Worse, the white Bishop cannot slip up the diagonal (say up to a8) to let the white King by while keeping the black King penned in, because the white King now breaks the line of defense that the white Bishop has on the pawns, especially the terrifying sword of Damocles at h2.
The solution to the "Bishop passage", is, therefore, to let the white Bishop keep the black King penned in (Ba8) while the white King crosses at g2 and only at g2 -- thus allowing him to temporarily take over the guarding of black's h2h1 promotion.
Act 3: Now safely on the right side of the board, at h3, the white King trots unimpeded up the white diagonal from h3 to c8, whereupon the white Bishop descends to b7 for the coup de grace.
Chess-playing computers, even Deep Blue, run a fairly standard "minimax" algorithm, that goes something like "assuming you play the best move I can think of for you [worst for me], what's the best move for me," and so on, move after move. The problem is that in order to evaluate the "best move", the computer has to evaluate uncountable hordes of bad ones.

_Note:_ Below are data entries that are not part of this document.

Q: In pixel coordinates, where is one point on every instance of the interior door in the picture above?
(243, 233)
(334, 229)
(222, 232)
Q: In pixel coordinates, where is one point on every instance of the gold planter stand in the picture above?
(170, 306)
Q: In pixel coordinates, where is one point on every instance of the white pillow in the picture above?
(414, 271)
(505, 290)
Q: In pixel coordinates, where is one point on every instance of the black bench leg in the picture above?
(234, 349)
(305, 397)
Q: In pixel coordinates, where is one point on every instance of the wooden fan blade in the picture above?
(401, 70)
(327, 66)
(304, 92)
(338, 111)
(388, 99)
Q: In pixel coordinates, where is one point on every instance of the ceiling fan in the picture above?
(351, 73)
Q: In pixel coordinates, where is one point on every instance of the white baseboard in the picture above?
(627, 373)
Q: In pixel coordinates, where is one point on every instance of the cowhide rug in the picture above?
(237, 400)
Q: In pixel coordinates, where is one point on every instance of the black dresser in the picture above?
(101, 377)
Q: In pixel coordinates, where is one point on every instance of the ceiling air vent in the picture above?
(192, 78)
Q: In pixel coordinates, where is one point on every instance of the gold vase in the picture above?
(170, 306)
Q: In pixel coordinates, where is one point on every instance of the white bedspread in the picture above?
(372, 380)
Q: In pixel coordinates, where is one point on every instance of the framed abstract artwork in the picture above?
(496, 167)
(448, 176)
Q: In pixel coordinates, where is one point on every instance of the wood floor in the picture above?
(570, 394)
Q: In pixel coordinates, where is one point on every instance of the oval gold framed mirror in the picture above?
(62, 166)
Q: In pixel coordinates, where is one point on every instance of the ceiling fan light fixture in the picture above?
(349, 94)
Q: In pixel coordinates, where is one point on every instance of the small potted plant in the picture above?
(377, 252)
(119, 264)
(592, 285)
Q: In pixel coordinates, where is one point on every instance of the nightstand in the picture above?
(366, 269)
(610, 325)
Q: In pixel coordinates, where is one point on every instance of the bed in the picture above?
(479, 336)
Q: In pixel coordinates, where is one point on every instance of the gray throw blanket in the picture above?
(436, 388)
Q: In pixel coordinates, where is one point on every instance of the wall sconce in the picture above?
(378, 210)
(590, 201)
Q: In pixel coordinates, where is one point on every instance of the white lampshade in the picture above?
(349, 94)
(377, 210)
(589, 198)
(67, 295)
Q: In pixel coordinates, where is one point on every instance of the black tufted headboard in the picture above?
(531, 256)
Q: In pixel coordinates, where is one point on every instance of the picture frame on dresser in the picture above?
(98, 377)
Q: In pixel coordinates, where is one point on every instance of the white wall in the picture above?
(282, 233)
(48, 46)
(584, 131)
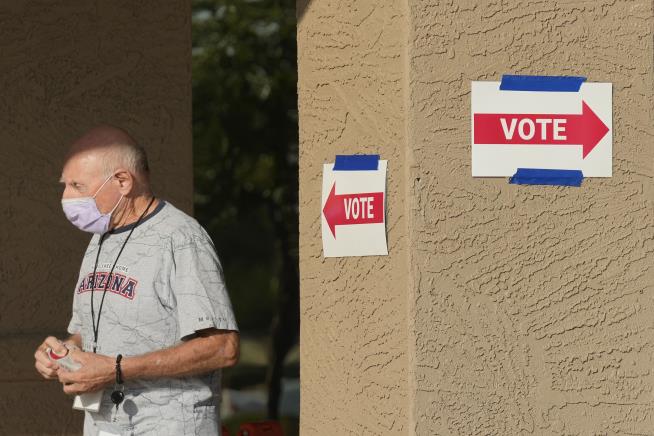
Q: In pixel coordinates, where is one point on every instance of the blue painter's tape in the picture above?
(533, 176)
(512, 82)
(356, 162)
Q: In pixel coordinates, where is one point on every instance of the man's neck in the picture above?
(132, 210)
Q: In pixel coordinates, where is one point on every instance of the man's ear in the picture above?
(125, 181)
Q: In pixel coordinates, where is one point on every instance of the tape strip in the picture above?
(512, 82)
(356, 162)
(534, 176)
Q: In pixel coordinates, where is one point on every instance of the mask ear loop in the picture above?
(116, 206)
(102, 186)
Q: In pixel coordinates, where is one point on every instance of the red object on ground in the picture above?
(266, 428)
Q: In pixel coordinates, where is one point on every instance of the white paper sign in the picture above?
(535, 129)
(354, 212)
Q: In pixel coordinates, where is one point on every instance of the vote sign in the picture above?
(541, 129)
(354, 211)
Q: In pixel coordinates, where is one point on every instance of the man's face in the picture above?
(82, 177)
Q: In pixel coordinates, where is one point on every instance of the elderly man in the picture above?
(151, 322)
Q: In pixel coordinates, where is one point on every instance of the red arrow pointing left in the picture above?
(351, 209)
(585, 129)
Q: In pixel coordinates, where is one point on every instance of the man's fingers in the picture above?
(71, 389)
(48, 373)
(56, 345)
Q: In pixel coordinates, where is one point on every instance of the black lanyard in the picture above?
(96, 328)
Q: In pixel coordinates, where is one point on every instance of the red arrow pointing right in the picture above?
(585, 129)
(351, 209)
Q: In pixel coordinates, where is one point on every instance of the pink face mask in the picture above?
(83, 212)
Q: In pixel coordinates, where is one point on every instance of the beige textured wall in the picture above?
(354, 312)
(533, 305)
(501, 309)
(65, 66)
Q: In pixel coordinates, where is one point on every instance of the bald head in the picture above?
(112, 148)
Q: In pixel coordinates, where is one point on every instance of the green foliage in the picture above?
(245, 144)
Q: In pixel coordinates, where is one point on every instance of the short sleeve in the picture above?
(198, 287)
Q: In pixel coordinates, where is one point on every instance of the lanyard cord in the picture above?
(96, 328)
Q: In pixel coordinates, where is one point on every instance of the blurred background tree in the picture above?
(245, 137)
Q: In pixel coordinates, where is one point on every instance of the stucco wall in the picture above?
(354, 314)
(529, 309)
(533, 305)
(66, 66)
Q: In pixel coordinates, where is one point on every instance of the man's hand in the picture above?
(96, 373)
(47, 368)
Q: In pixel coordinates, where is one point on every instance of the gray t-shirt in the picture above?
(167, 284)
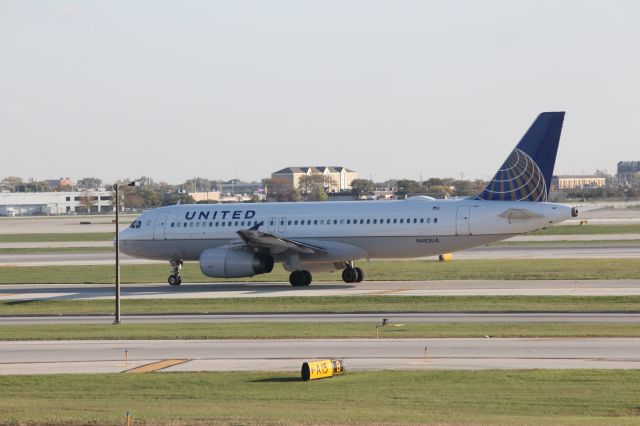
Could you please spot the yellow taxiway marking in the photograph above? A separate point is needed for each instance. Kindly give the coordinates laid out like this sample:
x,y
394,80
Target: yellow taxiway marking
x,y
155,366
395,290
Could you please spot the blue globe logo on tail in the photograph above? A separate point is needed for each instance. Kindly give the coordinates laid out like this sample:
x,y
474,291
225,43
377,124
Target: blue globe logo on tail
x,y
519,178
526,173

So many, in fact, that it greatly reduces the "horizon" of the computer's thought process, roughly defined as the length of the longest chain of consecutive moves it can evaluate before having to move.
There are two amazing properties of human thought when faced with a puzzle like this that the computer doesn't (to date) have: (1) the ability to generalize a sequence of moves and (2) the ability to not even consider bad moves.
In other words, once we "get" the idea that dancing on the white squares allows us to ignore Black's bishop, we won't even consider moves onto black squares. And, once we realize that the King needs to travel up to c8, that's a single coherent idea to us, not one brilliant needle of consecutive moves among a haystack of worthless ones.
Of course, the Achilles heel of all this generalization and blindness to "bad" moves is that when our generalization is inaccurate or incomplete, we are completely vulnerable: we can't see the trees for the forest, and trip over the roots.
It took me only two hours to solve this problem. Yet
my low-end chess computers which will never be able to solve it,
regularly beat me when playing normal games of chess. Perhaps
in day-to-day reality, it's better to see trees than forests.